Does there exists a function $f:\Bbb{R}\to \Bbb{R}$ s.t $f$ is continuous on a dense $G_{\delta}$ set and discontinuous a.e on $\Bbb{R}$?

Question

Does there exists any function $f:\Bbb{R}\to \Bbb{R}$ such that $f$ is continuous on a dense $G_{\delta}$ subset of $\Bbb{R}$ and discontinuous almost everywhere on $\Bbb{R}$ ?

Attempt : (Yes)

We know the real line $\Bbb{R}$ can be decomposed into disjoint union of two small sets i.e $\Bbb{R}=N\cup M$ where $N$ is Lebesgue null and $M$ is meager (see here).

Since $\Bbb{R}$ is second category (non-meager) and $M$ is meager implies $N$ is of second category. Since complement of a first category set contains a dense $G_{\delta}$ subset of $\Bbb{R}$ , let $G\subset N$ a dense $G_{\delta}$ subset of $\Bbb{R}$.

According to this How to construct a real valued function which is continuous only on a given $G_\delta$ subset of $\mathbb{R}$? , we can construct a function which is continuous only on $G$ .

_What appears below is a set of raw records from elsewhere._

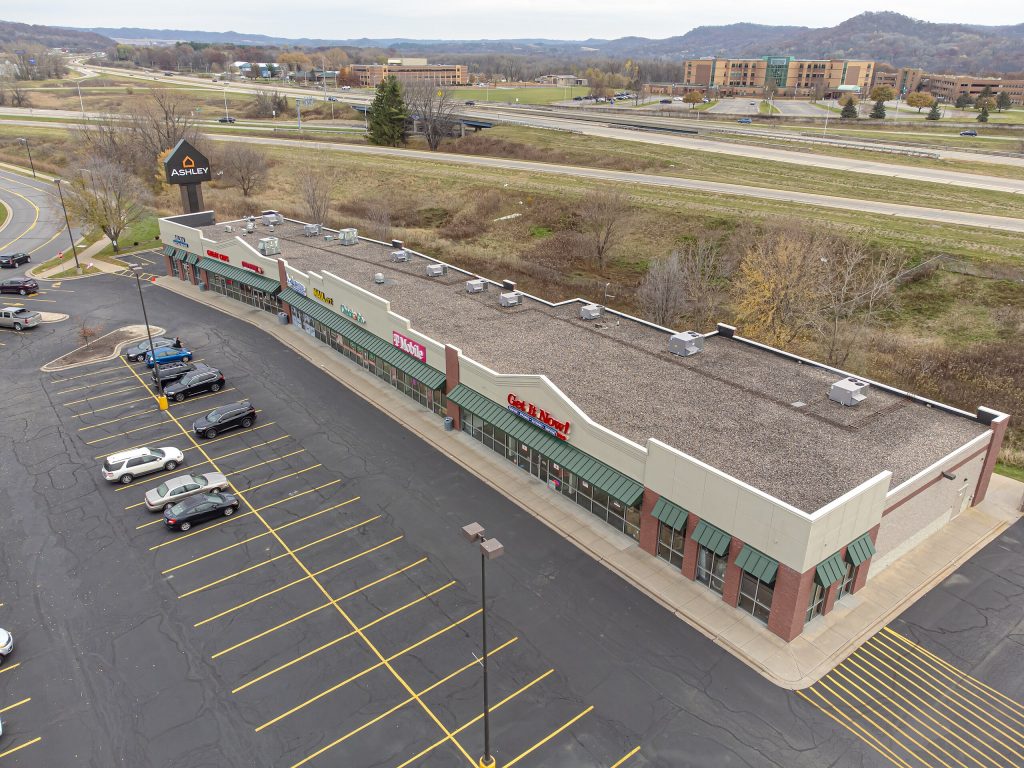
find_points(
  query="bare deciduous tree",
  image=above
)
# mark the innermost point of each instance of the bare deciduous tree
(603, 216)
(244, 166)
(107, 196)
(315, 188)
(432, 108)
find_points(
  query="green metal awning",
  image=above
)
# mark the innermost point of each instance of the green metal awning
(714, 539)
(245, 276)
(611, 481)
(431, 377)
(860, 549)
(670, 514)
(757, 563)
(830, 570)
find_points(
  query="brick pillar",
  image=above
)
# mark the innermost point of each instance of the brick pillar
(788, 606)
(860, 578)
(730, 590)
(690, 549)
(648, 525)
(451, 382)
(998, 427)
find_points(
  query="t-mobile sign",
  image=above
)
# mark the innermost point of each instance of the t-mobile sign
(409, 346)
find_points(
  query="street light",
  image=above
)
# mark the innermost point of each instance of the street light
(29, 150)
(71, 237)
(491, 549)
(161, 398)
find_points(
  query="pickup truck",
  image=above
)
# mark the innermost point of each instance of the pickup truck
(18, 317)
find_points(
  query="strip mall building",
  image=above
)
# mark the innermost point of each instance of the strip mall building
(735, 464)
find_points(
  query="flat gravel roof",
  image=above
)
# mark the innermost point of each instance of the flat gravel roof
(731, 406)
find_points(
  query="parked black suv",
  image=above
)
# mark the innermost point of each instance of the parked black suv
(20, 286)
(203, 379)
(241, 414)
(13, 259)
(171, 372)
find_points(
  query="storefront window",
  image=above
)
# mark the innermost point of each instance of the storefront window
(755, 596)
(670, 545)
(711, 569)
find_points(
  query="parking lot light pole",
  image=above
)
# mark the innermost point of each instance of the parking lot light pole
(491, 549)
(161, 397)
(71, 237)
(29, 150)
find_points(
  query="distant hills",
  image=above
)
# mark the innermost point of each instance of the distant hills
(884, 37)
(13, 34)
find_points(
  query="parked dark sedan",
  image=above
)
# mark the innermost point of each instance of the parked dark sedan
(203, 379)
(241, 414)
(136, 353)
(20, 286)
(200, 508)
(14, 259)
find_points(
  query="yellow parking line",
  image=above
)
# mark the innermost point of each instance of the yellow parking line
(266, 532)
(364, 673)
(347, 595)
(492, 710)
(261, 563)
(298, 581)
(37, 739)
(549, 737)
(237, 516)
(16, 704)
(415, 697)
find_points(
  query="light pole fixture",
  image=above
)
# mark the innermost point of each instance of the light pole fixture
(491, 549)
(71, 237)
(29, 150)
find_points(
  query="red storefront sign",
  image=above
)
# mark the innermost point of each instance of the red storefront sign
(539, 417)
(414, 348)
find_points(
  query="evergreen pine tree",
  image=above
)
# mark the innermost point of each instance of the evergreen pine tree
(387, 115)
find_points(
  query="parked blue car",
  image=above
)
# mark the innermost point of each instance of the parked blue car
(168, 354)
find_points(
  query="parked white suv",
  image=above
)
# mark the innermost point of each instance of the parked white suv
(128, 465)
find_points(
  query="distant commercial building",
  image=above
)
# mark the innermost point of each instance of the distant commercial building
(784, 75)
(410, 70)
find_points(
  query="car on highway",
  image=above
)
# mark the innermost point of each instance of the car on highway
(203, 379)
(171, 492)
(10, 260)
(196, 509)
(136, 352)
(241, 414)
(169, 354)
(128, 465)
(20, 286)
(17, 317)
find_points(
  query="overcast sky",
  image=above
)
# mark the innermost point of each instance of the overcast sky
(573, 19)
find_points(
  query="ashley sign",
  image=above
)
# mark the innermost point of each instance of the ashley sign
(409, 346)
(539, 417)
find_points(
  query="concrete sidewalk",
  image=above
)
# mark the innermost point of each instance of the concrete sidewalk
(823, 644)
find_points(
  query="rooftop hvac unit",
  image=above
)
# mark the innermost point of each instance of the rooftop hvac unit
(686, 343)
(268, 246)
(848, 391)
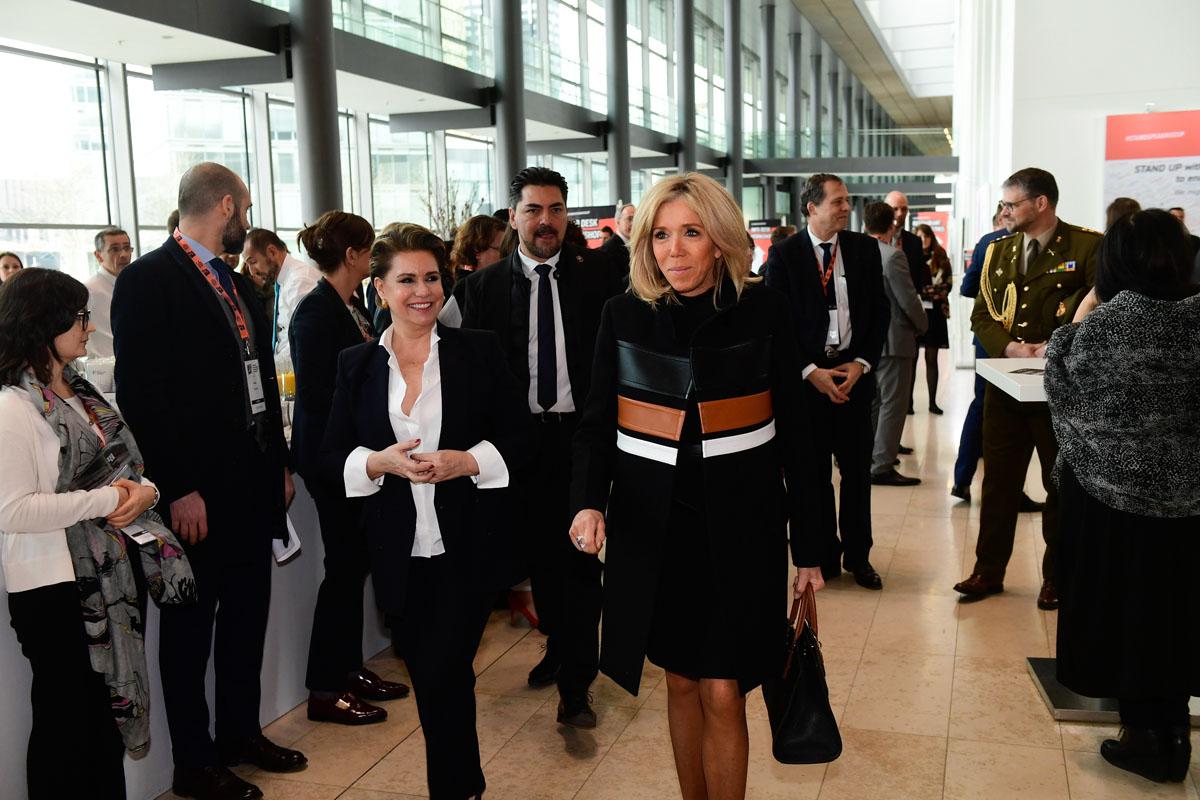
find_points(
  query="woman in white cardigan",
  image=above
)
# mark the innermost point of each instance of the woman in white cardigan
(71, 500)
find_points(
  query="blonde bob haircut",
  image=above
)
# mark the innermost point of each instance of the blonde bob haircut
(721, 218)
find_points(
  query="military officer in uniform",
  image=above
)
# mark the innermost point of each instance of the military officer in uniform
(1031, 283)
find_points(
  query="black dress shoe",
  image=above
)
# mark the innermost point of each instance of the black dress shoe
(1048, 599)
(546, 672)
(370, 686)
(576, 711)
(1029, 505)
(345, 709)
(1159, 755)
(977, 588)
(263, 753)
(865, 576)
(213, 783)
(893, 477)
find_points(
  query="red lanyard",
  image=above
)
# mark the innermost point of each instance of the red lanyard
(826, 274)
(239, 320)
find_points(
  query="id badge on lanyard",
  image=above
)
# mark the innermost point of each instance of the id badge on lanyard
(255, 384)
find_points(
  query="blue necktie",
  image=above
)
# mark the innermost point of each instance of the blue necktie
(547, 361)
(222, 271)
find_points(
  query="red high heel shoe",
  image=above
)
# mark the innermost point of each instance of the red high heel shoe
(522, 606)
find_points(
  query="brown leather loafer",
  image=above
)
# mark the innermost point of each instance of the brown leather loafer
(371, 686)
(1048, 599)
(346, 709)
(977, 588)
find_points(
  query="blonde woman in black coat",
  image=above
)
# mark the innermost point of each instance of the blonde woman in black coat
(693, 420)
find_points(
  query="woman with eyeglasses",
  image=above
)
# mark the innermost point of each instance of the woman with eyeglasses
(72, 498)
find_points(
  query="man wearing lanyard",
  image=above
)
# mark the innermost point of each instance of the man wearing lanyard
(196, 383)
(834, 281)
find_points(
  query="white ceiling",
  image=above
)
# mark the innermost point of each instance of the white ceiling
(103, 34)
(919, 37)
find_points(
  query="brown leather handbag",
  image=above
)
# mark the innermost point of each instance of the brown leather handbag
(803, 727)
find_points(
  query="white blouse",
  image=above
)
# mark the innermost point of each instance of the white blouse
(423, 422)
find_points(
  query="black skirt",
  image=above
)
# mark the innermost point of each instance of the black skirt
(1129, 623)
(693, 633)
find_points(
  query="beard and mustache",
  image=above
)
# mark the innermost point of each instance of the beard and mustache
(547, 251)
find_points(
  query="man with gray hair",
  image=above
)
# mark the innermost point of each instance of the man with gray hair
(113, 253)
(196, 383)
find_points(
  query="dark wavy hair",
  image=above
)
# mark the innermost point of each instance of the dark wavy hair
(335, 232)
(36, 306)
(1146, 252)
(473, 238)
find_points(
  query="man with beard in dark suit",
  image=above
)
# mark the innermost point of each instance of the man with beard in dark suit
(544, 301)
(834, 281)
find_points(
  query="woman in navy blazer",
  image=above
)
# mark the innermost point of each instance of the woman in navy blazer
(329, 319)
(431, 429)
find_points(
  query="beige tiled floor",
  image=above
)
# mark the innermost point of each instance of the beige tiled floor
(933, 697)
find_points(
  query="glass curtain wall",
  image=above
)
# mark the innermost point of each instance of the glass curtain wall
(54, 196)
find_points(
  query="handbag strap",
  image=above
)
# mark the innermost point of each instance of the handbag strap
(804, 608)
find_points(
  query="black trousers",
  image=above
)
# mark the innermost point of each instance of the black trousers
(336, 647)
(75, 750)
(1011, 432)
(438, 635)
(233, 583)
(843, 432)
(567, 587)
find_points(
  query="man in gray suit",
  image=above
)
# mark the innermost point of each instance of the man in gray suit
(894, 371)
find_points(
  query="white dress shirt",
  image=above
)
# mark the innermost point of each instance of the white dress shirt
(565, 403)
(424, 422)
(295, 280)
(100, 304)
(841, 295)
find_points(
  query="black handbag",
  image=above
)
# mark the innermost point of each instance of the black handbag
(803, 728)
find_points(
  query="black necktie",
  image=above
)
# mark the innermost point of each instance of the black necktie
(826, 259)
(222, 271)
(547, 361)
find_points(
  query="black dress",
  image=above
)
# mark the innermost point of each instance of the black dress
(690, 637)
(1129, 621)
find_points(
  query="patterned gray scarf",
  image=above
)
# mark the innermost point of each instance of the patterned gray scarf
(108, 593)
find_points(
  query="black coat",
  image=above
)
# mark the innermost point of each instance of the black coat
(479, 401)
(618, 253)
(792, 269)
(179, 385)
(497, 299)
(321, 329)
(913, 251)
(745, 348)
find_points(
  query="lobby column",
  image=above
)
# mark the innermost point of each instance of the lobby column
(510, 137)
(685, 85)
(733, 172)
(817, 100)
(315, 78)
(767, 52)
(621, 180)
(796, 112)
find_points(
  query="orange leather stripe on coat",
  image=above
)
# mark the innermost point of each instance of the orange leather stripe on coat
(735, 413)
(647, 417)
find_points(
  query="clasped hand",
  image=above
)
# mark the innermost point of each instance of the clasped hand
(421, 467)
(837, 383)
(133, 499)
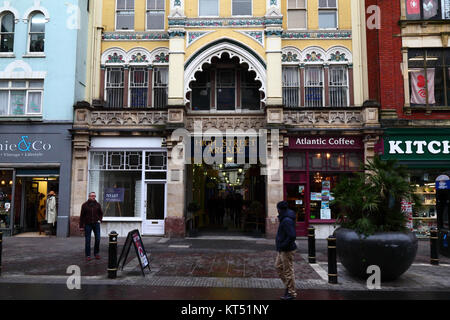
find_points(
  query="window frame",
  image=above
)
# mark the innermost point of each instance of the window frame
(122, 86)
(2, 15)
(446, 79)
(242, 15)
(27, 90)
(147, 11)
(297, 8)
(347, 85)
(218, 10)
(30, 18)
(134, 16)
(328, 9)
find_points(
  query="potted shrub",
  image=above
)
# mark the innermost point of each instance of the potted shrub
(372, 223)
(192, 208)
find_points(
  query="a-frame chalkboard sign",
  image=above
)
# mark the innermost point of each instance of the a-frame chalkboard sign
(135, 238)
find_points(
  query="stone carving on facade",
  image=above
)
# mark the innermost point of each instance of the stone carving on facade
(323, 118)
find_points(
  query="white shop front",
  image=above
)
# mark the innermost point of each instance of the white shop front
(129, 176)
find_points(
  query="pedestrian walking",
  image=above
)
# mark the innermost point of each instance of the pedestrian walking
(285, 243)
(90, 218)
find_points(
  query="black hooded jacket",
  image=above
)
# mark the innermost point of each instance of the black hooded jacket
(285, 240)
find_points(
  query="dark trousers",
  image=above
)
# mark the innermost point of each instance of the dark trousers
(87, 235)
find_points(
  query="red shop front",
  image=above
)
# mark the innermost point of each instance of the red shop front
(312, 167)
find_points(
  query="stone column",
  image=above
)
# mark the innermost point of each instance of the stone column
(176, 191)
(274, 177)
(81, 143)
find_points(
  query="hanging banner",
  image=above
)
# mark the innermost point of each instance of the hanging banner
(419, 86)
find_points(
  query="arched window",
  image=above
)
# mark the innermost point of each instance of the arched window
(37, 32)
(7, 32)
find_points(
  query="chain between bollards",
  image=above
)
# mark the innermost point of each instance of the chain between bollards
(1, 249)
(434, 246)
(112, 255)
(311, 245)
(332, 263)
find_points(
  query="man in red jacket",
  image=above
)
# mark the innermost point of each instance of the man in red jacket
(90, 218)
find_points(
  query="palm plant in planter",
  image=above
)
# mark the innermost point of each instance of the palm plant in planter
(372, 223)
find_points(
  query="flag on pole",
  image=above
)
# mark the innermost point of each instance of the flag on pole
(413, 7)
(419, 86)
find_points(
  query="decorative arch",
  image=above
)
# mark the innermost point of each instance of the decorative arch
(114, 56)
(313, 55)
(290, 55)
(7, 8)
(205, 54)
(138, 56)
(160, 56)
(339, 54)
(36, 7)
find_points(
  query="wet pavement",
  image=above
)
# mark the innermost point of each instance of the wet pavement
(218, 268)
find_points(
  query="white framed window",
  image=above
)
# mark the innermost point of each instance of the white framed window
(7, 32)
(125, 15)
(114, 87)
(291, 87)
(138, 87)
(36, 32)
(208, 8)
(338, 86)
(241, 7)
(328, 14)
(297, 18)
(21, 97)
(314, 86)
(160, 87)
(156, 14)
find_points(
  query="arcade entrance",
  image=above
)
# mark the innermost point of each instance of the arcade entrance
(225, 199)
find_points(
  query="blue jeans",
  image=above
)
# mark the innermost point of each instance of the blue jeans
(87, 235)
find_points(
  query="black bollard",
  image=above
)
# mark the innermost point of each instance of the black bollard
(112, 255)
(1, 249)
(332, 263)
(434, 239)
(311, 245)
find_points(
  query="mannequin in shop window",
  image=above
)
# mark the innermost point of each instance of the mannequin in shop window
(51, 213)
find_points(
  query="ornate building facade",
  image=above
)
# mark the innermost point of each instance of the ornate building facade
(289, 77)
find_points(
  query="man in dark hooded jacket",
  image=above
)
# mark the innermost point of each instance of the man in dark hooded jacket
(285, 243)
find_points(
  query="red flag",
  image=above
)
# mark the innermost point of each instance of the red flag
(413, 7)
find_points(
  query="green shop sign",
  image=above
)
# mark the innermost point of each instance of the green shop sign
(415, 144)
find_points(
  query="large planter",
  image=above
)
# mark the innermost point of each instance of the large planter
(393, 252)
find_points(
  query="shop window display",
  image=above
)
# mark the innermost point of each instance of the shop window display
(6, 183)
(424, 218)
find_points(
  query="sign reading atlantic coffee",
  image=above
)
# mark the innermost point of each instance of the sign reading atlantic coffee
(325, 142)
(30, 147)
(416, 145)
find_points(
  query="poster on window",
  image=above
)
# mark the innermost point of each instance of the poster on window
(413, 7)
(113, 195)
(445, 9)
(419, 86)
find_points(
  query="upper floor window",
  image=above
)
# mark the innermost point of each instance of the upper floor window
(125, 15)
(296, 14)
(160, 85)
(7, 32)
(37, 32)
(429, 77)
(155, 14)
(327, 14)
(427, 9)
(21, 97)
(242, 7)
(208, 8)
(138, 87)
(114, 87)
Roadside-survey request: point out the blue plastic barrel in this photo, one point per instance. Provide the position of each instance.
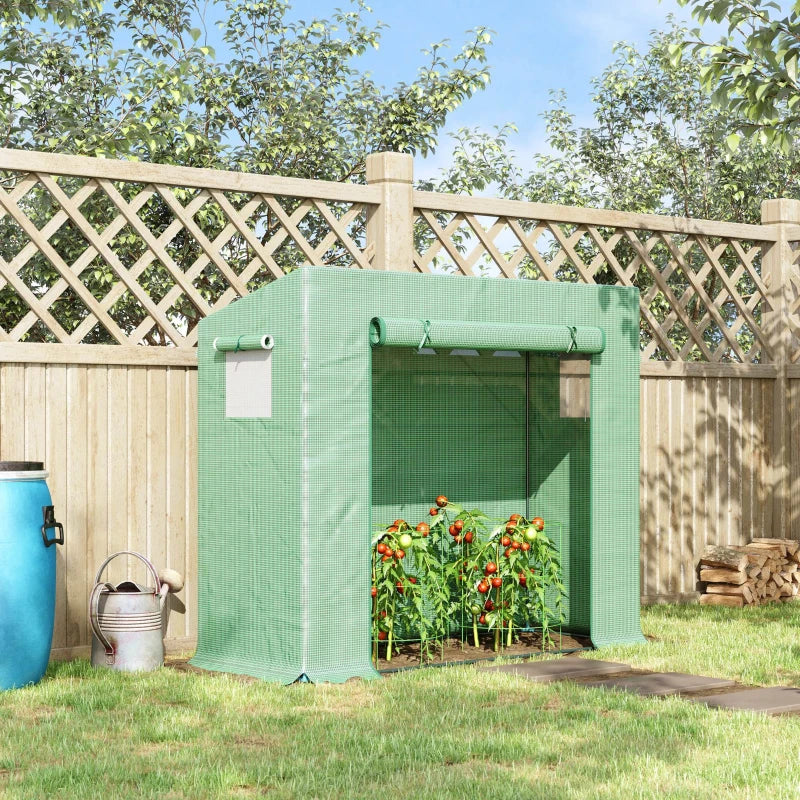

As $N$ is Lebesgue null and $G\subset N$ implies $m(G) =0$ . Hence $f$ is discontinuous everywhere.

Is my approach is correct ?

Edit: I can produce an explicit $G_{\delta}$ set of measure $0$.

Answer 1

The first part - existence of null dense $G_\delta$ set - can be show explicitly: let $q_n$ be enumeration of rationals, let $U_k = \bigcup_n (q_n - 2^{-n-k}, q_n + 2^{-n-k})$, then $\cap_k U_k$ is null (as $\mu(U_k) \leq 2^{-k}$), dense (as it contains $\mathbb Q$) and $G_\delta$ (as each $U_k$ is open).

I don't see any construction simpler than general to find a function continuous exactly on this set, but if we substitute our $U_k$ in general construction, we get pretty much explicit function.